The therapeutic relationship is a rather unique relationship, unlike any other you probably have encountered as it is not a friendship, romantic relationship, parent / child relationship, work relationship, etc.
It is a relationship with many unique aspects:
You pay someone for their time, usually for one 50 minute sessions a week, don't talk to that person outside the sessions (or only briefly, usually by telephone), don't experience the usual give and take you get from other relationships (that is, you don't know a lot about the therapist personally because they don't share all that much about themselves-the session is about you, so the focus is on you), there is no physical contact, and while you can talk with anyone you like about your therapy, the therapist can't speak a word of it to anyone (except under certain circumstances, see limits of confidentiality).
This is what it is not, so what then, is it?

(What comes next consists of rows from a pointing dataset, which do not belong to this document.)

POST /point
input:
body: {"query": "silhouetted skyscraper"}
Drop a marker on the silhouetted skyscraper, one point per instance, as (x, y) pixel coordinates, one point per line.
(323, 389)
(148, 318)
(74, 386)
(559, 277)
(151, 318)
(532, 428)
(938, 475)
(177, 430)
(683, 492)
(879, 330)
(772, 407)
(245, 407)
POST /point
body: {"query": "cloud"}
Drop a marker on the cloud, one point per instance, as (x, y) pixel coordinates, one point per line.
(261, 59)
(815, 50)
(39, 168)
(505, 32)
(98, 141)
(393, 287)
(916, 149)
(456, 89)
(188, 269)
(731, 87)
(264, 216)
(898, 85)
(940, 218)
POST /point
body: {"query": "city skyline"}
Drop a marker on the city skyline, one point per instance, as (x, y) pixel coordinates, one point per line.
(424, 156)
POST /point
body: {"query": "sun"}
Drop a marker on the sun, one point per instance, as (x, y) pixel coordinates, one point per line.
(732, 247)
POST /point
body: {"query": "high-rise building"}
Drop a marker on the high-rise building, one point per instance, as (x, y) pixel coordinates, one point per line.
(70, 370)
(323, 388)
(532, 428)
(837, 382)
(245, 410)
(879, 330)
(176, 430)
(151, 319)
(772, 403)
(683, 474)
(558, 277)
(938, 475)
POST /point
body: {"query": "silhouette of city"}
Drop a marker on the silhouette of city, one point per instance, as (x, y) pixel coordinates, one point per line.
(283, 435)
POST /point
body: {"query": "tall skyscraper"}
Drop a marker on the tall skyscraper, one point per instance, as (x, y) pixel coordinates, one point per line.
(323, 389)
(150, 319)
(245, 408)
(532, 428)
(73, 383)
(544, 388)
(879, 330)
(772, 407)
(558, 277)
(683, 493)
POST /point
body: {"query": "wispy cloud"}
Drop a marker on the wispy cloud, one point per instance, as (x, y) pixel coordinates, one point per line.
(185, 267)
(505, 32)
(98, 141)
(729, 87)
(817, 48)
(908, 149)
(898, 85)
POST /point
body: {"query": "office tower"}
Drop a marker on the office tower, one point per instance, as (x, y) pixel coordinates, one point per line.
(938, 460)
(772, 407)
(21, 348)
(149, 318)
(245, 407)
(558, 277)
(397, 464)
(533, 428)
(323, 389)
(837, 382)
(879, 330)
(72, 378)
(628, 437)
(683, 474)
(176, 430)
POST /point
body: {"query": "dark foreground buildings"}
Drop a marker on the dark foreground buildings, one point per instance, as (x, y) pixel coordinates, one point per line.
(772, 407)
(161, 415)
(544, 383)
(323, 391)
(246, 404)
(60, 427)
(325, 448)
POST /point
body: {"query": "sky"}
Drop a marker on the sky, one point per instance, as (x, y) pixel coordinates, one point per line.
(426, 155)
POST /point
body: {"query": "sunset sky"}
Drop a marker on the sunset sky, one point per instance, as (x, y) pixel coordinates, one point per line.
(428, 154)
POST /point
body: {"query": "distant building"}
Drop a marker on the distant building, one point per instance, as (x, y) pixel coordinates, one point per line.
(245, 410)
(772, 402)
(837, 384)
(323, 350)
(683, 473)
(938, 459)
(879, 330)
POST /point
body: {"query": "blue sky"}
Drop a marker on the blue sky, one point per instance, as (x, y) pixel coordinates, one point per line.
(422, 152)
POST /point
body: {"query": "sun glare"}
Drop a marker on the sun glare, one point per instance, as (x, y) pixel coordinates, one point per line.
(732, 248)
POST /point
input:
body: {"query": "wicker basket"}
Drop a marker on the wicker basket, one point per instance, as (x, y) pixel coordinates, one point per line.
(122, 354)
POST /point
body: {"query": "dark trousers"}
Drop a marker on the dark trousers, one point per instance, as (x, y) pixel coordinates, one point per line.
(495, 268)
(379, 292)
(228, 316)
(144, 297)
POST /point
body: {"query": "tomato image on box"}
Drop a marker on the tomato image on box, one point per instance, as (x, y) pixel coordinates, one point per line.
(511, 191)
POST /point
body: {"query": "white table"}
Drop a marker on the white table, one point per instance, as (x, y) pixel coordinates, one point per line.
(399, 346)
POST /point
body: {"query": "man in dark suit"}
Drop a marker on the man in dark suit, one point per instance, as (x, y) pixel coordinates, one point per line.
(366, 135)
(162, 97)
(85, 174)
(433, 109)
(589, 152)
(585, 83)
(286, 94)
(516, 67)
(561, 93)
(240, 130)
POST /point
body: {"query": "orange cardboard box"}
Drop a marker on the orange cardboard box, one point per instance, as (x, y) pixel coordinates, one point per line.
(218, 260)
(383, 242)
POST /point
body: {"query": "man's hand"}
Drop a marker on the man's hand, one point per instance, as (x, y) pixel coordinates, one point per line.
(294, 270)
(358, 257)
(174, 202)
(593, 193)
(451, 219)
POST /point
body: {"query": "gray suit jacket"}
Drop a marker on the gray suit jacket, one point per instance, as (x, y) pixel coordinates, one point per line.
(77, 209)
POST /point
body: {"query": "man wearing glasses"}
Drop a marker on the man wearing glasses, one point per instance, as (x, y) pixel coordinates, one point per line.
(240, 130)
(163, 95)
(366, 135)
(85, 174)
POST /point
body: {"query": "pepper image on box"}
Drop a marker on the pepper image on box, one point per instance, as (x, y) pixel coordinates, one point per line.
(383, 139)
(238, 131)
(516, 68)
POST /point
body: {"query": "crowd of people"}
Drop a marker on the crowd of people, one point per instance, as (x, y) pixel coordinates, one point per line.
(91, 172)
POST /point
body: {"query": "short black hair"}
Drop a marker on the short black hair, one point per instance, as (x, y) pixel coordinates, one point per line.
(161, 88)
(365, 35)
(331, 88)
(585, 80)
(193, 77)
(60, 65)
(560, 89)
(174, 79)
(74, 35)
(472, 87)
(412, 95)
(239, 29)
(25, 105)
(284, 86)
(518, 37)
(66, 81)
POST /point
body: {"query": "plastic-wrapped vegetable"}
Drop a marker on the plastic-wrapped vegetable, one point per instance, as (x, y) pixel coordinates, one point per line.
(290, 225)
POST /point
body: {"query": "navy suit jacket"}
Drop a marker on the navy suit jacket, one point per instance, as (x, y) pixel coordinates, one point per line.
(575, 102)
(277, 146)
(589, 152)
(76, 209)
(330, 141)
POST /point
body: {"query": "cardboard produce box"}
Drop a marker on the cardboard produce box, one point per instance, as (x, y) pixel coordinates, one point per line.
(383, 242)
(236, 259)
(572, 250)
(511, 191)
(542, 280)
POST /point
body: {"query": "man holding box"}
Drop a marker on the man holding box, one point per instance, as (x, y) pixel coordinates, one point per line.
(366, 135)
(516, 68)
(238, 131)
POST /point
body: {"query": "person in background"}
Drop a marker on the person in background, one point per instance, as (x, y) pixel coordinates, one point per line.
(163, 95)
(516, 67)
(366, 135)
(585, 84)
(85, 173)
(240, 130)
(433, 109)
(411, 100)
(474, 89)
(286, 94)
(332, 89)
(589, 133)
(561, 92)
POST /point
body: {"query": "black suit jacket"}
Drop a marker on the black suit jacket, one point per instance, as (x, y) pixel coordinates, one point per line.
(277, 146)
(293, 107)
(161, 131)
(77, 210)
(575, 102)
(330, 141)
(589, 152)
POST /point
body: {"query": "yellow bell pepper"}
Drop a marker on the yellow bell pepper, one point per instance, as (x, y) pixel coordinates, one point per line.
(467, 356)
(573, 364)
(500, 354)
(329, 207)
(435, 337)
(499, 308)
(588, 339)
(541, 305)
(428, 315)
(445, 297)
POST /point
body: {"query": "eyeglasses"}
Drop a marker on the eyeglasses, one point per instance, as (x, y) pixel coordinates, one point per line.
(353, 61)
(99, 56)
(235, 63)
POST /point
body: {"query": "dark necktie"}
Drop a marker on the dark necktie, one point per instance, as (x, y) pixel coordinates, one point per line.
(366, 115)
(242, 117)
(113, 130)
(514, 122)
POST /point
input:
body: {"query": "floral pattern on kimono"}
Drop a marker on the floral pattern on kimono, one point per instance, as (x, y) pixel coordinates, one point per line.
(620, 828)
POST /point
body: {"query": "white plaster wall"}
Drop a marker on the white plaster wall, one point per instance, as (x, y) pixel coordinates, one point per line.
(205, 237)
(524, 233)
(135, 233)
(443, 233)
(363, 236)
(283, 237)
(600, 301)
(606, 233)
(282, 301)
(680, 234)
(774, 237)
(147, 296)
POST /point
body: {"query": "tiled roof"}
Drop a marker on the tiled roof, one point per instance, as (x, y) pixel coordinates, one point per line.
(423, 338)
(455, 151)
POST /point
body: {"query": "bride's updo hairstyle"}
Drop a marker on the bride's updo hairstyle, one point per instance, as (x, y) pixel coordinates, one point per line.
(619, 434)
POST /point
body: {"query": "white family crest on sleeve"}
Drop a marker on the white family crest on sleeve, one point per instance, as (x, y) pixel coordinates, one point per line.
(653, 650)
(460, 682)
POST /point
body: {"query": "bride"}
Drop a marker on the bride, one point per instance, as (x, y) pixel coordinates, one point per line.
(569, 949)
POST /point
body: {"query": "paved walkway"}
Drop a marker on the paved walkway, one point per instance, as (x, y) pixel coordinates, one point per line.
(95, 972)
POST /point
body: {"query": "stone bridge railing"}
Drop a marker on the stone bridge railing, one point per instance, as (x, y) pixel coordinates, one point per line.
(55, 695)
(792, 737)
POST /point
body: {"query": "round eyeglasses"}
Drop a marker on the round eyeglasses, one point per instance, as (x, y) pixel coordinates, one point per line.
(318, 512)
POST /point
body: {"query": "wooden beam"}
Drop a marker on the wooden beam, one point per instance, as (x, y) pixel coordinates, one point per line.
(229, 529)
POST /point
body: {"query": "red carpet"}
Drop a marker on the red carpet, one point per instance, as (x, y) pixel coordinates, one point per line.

Therapy is a chance to examine a relationship at close range (with the above boundaries), and by understanding what happens in the therapy relationship between the you, the patient, and me, the therapist, we have an opportunity to discover and explore thoughts and feelings that happen to you elsewhere, in other relationships. We also discuss things no one talks about, but nevertheless are present in all social situations and influence them. In the session of therapy, I may ask you how you are feeling and what you are thinking about me or our work together, to get a better understanding of how your relationships outside of therapy work or fail.
To put it another way, the relationship that develops between you and the therapist mirrors, in part, how your relationships develop outside the therapy session. With this knowledge, you can then go about making changes in how you relate to others in order to have more rewarding relationships.